Avelar, à Ansião, a 100 maisons nécessitant une intervention et 50 sans électricité.

Avelar, à Ansião, a 100 maisons nécessitant une intervention et 50 sans électricité.

« Nous avons un nombre qui avoisine les 100 habitations nécessitant actuellement une intervention. Nous disposons maintenant d’une force spéciale de la Protection civile, avec une équipe de pompiers mobilisée, et nous allons de porte en porte pour répondre aux situations qui compromettent d’une façon ou d’une autre la salubrité des habitations », a déclaré Fernando Inácio Medeiros.

Dans des déclarations à l’agence Lusa, le président de la Junta de Freguesia d’Avelar a expliqué qu’ils tentent de minimiser les impacts de la dépression Kristin, exacerbés par la pluviosité.

« Avec les pluies, à partir de dimanche environ, les gens ont compris le véritable impact que le vent a eu sur leurs habitations.
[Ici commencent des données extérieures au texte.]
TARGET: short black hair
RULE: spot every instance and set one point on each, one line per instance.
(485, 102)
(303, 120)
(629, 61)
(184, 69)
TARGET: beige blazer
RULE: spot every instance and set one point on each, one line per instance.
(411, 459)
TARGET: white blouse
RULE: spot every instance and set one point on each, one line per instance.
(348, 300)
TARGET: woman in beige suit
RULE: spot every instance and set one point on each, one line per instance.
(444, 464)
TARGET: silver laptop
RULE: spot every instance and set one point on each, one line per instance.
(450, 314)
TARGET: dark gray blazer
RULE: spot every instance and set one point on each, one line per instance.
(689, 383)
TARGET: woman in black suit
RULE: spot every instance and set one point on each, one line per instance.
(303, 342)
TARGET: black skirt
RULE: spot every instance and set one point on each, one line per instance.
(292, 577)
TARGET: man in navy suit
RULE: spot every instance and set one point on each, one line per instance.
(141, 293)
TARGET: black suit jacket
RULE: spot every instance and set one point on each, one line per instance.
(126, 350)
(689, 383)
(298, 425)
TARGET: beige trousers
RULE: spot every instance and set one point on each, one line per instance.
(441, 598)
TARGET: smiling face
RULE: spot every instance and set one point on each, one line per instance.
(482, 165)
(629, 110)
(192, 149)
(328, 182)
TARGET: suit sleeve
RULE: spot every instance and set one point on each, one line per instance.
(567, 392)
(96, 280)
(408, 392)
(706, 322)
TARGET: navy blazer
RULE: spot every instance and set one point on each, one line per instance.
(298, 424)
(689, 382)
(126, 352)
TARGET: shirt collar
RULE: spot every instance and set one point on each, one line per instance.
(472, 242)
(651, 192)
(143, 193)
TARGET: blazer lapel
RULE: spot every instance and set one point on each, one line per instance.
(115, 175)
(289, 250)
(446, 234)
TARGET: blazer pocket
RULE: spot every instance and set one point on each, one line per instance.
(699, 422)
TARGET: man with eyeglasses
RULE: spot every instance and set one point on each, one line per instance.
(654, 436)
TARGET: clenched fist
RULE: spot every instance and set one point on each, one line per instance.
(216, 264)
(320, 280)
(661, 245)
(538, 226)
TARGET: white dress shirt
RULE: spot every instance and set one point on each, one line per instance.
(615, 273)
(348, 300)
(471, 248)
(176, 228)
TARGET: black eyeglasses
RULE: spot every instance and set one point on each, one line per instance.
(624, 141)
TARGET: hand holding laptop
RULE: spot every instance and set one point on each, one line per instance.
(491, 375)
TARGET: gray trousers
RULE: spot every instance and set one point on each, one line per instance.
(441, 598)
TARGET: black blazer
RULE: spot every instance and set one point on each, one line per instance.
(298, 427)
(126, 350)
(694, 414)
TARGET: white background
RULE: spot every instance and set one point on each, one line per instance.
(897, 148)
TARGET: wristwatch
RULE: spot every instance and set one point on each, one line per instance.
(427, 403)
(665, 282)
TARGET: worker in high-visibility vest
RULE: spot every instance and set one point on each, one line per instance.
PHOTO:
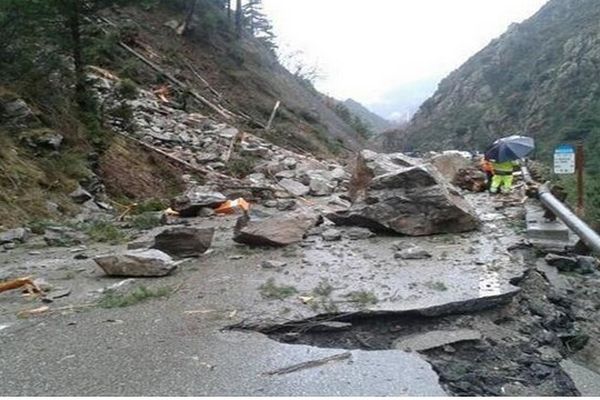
(486, 166)
(503, 176)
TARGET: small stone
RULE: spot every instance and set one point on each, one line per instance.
(587, 265)
(138, 263)
(413, 253)
(331, 235)
(270, 264)
(359, 233)
(14, 235)
(81, 196)
(562, 263)
(184, 242)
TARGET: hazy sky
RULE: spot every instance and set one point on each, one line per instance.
(367, 48)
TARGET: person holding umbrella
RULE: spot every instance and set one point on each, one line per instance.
(504, 154)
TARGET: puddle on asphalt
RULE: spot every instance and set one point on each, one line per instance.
(489, 284)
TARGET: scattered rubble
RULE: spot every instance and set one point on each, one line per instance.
(184, 242)
(20, 235)
(413, 201)
(137, 263)
(275, 231)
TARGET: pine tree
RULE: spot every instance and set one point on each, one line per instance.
(257, 23)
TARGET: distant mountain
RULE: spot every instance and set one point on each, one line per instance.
(402, 102)
(540, 78)
(374, 121)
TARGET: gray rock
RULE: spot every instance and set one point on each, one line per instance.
(413, 253)
(413, 201)
(285, 175)
(320, 186)
(14, 235)
(585, 265)
(81, 196)
(189, 204)
(137, 263)
(375, 164)
(331, 235)
(16, 112)
(63, 237)
(43, 138)
(359, 233)
(329, 326)
(286, 205)
(435, 339)
(450, 163)
(184, 242)
(275, 231)
(270, 264)
(289, 163)
(294, 187)
(562, 263)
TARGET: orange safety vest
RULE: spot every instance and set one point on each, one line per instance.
(486, 165)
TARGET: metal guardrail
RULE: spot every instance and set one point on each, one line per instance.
(581, 229)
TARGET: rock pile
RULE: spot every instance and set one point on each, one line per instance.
(413, 201)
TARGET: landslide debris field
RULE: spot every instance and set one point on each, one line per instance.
(382, 274)
(471, 308)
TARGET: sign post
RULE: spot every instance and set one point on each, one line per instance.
(569, 159)
(564, 160)
(580, 161)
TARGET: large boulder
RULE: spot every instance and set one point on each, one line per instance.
(15, 112)
(184, 242)
(369, 164)
(194, 199)
(275, 231)
(14, 235)
(294, 187)
(472, 179)
(137, 263)
(414, 201)
(450, 163)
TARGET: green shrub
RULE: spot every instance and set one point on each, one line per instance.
(111, 299)
(127, 89)
(146, 221)
(104, 232)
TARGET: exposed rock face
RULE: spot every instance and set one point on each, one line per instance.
(275, 231)
(81, 196)
(184, 242)
(450, 163)
(471, 179)
(14, 235)
(191, 202)
(138, 263)
(294, 187)
(516, 84)
(412, 201)
(16, 113)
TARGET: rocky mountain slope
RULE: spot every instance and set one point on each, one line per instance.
(539, 78)
(50, 146)
(378, 124)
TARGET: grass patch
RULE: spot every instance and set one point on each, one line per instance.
(269, 290)
(104, 232)
(241, 166)
(150, 205)
(146, 221)
(437, 285)
(362, 297)
(323, 289)
(111, 299)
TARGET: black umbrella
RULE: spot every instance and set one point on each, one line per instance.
(510, 148)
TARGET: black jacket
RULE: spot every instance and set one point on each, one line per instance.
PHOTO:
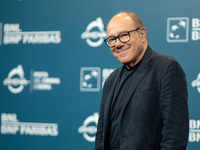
(154, 115)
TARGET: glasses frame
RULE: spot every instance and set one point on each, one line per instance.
(117, 37)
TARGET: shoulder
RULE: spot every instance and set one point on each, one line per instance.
(165, 61)
(111, 78)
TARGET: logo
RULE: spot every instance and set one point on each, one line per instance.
(15, 80)
(94, 38)
(39, 80)
(177, 29)
(90, 79)
(196, 83)
(89, 127)
(194, 135)
(14, 35)
(1, 33)
(195, 29)
(11, 125)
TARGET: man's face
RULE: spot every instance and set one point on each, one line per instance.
(131, 52)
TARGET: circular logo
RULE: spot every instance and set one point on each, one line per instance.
(89, 34)
(15, 80)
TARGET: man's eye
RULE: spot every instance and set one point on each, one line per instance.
(111, 39)
(124, 35)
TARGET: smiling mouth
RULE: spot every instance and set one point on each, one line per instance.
(119, 51)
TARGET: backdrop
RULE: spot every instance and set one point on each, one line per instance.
(53, 63)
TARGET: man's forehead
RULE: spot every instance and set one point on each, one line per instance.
(120, 22)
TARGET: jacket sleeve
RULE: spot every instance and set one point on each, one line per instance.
(174, 107)
(100, 125)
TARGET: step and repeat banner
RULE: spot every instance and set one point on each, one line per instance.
(53, 64)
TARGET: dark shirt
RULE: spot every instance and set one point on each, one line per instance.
(121, 89)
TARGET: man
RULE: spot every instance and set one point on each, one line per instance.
(144, 102)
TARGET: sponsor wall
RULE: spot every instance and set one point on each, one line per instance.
(53, 64)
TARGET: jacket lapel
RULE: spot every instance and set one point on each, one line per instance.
(138, 76)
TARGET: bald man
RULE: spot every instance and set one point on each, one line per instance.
(144, 102)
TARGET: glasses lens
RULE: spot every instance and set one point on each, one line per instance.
(111, 41)
(124, 37)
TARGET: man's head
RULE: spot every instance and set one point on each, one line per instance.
(128, 51)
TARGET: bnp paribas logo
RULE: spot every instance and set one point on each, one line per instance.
(178, 29)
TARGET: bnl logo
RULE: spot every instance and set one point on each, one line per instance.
(177, 29)
(90, 79)
(1, 26)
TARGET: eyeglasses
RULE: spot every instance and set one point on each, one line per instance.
(123, 37)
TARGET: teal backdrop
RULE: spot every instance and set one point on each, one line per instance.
(53, 63)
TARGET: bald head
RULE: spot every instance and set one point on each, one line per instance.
(127, 14)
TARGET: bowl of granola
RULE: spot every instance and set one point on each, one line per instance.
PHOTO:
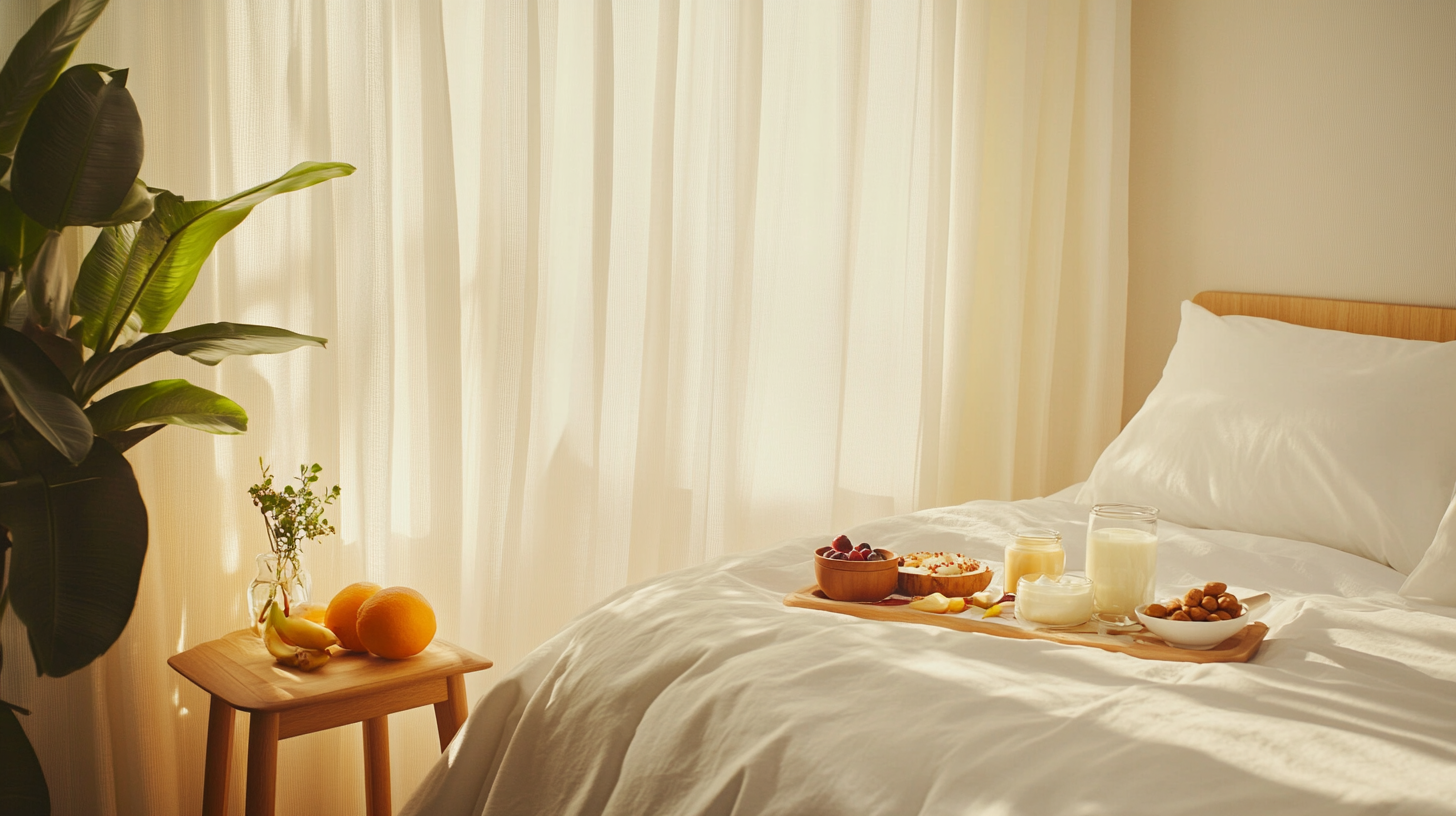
(947, 573)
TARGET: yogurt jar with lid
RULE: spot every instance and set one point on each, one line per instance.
(1033, 551)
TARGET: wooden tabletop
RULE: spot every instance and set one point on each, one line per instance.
(238, 669)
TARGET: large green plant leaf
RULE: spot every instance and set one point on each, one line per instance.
(125, 440)
(172, 402)
(137, 206)
(22, 783)
(109, 276)
(48, 286)
(150, 270)
(42, 395)
(79, 539)
(19, 235)
(207, 344)
(37, 60)
(80, 152)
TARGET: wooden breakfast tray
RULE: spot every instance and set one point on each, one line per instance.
(1238, 649)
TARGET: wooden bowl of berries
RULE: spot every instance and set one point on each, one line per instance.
(859, 573)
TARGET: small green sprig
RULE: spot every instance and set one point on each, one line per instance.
(293, 515)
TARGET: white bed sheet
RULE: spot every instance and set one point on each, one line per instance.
(701, 694)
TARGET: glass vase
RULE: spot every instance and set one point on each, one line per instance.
(271, 583)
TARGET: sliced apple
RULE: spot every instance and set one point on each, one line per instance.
(934, 602)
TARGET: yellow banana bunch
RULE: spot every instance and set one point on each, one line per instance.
(300, 631)
(312, 640)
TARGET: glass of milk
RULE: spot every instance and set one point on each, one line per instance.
(1121, 561)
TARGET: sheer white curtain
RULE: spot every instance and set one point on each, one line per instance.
(616, 287)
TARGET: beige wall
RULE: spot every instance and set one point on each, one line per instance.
(1287, 146)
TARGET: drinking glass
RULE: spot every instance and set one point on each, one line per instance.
(1121, 561)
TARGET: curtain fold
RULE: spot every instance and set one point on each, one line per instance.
(618, 287)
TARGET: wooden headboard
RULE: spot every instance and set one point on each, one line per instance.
(1359, 316)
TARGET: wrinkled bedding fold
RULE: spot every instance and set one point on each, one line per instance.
(699, 692)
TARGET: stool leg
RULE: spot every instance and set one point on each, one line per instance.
(452, 713)
(376, 765)
(219, 758)
(262, 762)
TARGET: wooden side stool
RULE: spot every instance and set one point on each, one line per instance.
(286, 703)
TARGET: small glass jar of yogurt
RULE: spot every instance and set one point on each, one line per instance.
(1033, 552)
(1063, 601)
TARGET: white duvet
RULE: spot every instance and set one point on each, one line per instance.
(701, 694)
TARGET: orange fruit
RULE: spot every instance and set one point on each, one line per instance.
(396, 622)
(344, 611)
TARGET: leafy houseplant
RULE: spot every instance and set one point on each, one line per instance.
(291, 516)
(72, 516)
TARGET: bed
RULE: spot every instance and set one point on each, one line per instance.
(699, 692)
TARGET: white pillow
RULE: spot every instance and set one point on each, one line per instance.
(1434, 577)
(1273, 429)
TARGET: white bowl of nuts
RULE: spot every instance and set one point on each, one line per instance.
(1201, 618)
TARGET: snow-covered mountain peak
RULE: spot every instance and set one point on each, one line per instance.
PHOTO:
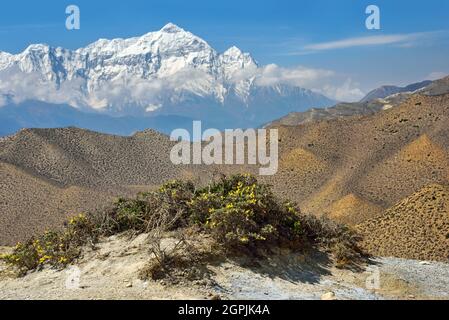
(171, 28)
(169, 71)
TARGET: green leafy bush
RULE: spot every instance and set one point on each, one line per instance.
(240, 214)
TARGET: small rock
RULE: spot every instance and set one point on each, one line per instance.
(328, 296)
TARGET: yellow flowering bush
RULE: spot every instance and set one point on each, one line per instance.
(239, 213)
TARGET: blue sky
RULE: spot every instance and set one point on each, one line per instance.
(412, 45)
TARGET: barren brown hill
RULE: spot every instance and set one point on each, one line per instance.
(49, 174)
(84, 158)
(415, 228)
(29, 205)
(381, 158)
(352, 169)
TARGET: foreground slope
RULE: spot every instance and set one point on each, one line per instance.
(379, 159)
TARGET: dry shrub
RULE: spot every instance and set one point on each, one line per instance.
(241, 216)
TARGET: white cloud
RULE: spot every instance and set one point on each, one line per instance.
(348, 91)
(402, 40)
(298, 76)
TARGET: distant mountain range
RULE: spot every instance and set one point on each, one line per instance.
(386, 91)
(148, 79)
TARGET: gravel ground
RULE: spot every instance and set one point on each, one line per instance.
(111, 272)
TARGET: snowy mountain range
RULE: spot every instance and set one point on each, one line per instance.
(170, 72)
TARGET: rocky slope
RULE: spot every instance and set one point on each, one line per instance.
(111, 272)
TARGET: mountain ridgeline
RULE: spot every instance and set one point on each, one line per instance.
(123, 85)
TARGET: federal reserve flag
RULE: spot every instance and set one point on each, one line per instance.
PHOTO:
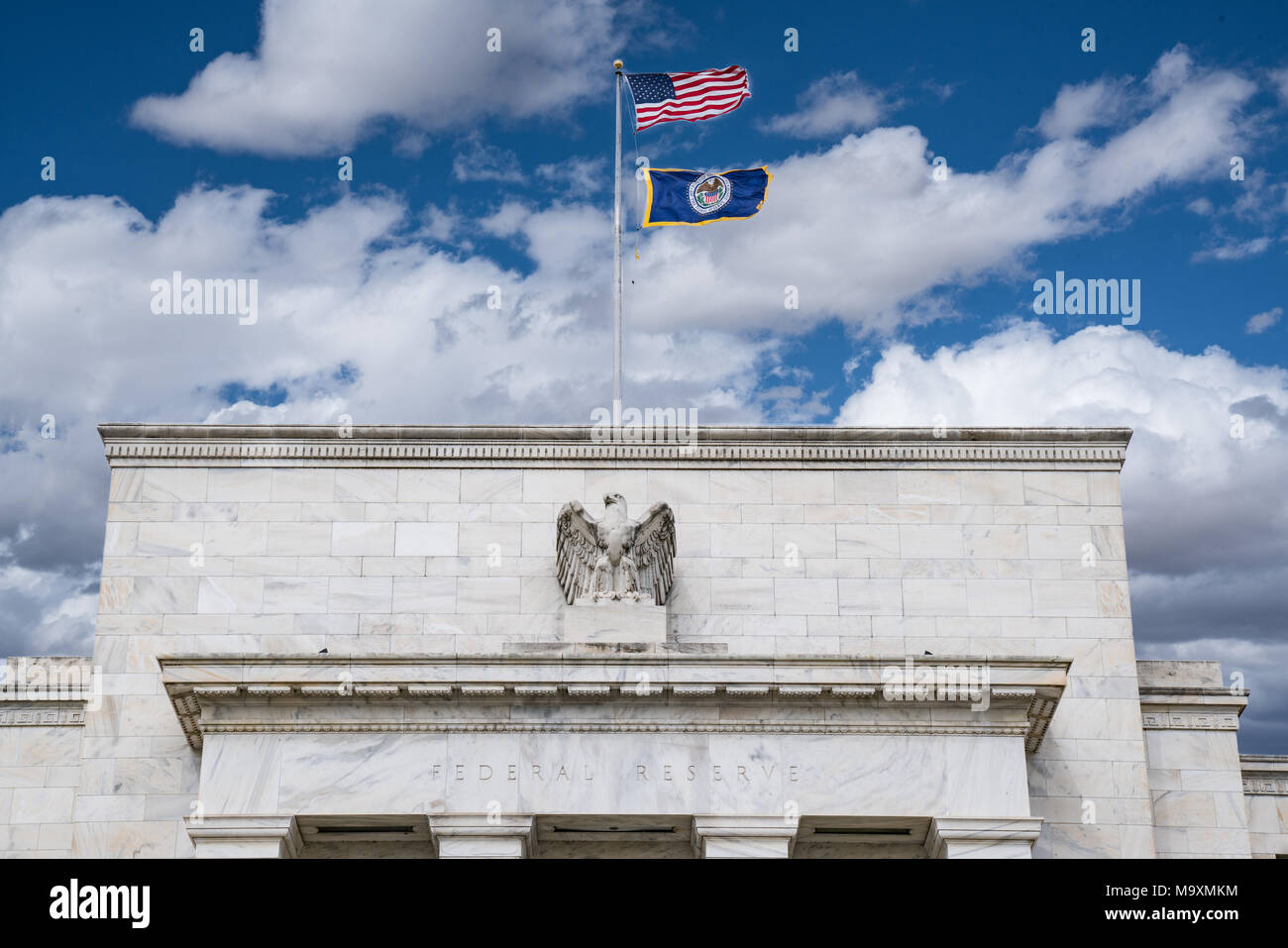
(677, 196)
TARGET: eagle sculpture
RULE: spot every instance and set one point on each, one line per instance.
(614, 558)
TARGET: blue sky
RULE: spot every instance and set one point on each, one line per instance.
(477, 170)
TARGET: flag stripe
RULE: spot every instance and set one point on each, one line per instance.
(691, 95)
(690, 115)
(695, 106)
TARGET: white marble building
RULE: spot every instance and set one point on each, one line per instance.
(327, 643)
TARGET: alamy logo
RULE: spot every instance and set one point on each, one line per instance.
(647, 427)
(1087, 298)
(179, 296)
(73, 900)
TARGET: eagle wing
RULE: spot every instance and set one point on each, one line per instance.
(576, 550)
(655, 552)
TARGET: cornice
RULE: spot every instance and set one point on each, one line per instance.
(1263, 775)
(1166, 707)
(249, 693)
(555, 446)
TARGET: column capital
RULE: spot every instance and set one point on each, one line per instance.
(982, 837)
(237, 836)
(483, 836)
(743, 837)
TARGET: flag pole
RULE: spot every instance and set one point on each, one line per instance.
(617, 252)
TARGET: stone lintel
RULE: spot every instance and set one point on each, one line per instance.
(983, 837)
(483, 836)
(743, 837)
(244, 836)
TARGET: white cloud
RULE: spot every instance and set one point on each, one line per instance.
(1233, 250)
(1080, 107)
(1260, 322)
(1279, 78)
(480, 161)
(583, 176)
(326, 72)
(832, 106)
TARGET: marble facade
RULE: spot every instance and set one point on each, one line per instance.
(318, 643)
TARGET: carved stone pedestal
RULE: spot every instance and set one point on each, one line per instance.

Nous posons des toitures et essayons de remédier à certains problèmes de façon provisoire, permettant aux gens de mener leur quotidien de manière plus ou moins normale », a-t-il ajouté.

Depuis mercredi, trois générateurs sont arrivés à Avelar, toutefois, dans cette freguesia d’environ deux mille habitants, il y a encore 50 habitations sans électricité.

« Il est possible qu’aujourd’hui la situation s’améliore substantiellement et qu’on puisse même retirer un générateur », a-t-il indiqué.

Selon l’élu, ces habitations sont plus éloignées du centre urbain du village d’Avelar, qui « a été épargné par les intempéries », en raison d’une « intervention très intense l’été dernier, avec l’installation de l’infrastructure électrique souterraine ».

La Junta de Freguesia a une équipe sur le terrain, dans le cadre d’un projet d’innovation sociale intitulé « Nous & A(Vous) », qui évalue les besoins sociaux des habitants.

Treize personnes sont décédées au Portugal depuis la semaine dernière suite au passage des dépressions Kristin et Leonardo, qui ont également causé des centaines de blessés et de déplacés.

La destruction totale ou partielle de maisons, d’entreprises et d’équipements, la chute d’arbres et de structures, la fermeture de routes, d’écoles et de services de transport, ainsi que la coupure d’électricité, d’eau et de communications sont les principales conséquences matérielles de la tempête.

Les régions Centre, Lisbonne et Vallée du Tage, ainsi que l’Alentejo, sont les plus affectées.

Le gouvernement a prolongé l’état de calamité jusqu’au 15 février pour 68 municipalités, qui bénéficieront de mesures de soutien jusqu’à 2,5 milliards d’euros.

L’état de calamité au Portugal continental a été initialement décrété entre le 28 janvier et le 1er février pour environ 60 municipalités, puis étendu jusqu’au 8 pour 68 communes, avant d’être prolongé à nouveau jusqu’au 15 février.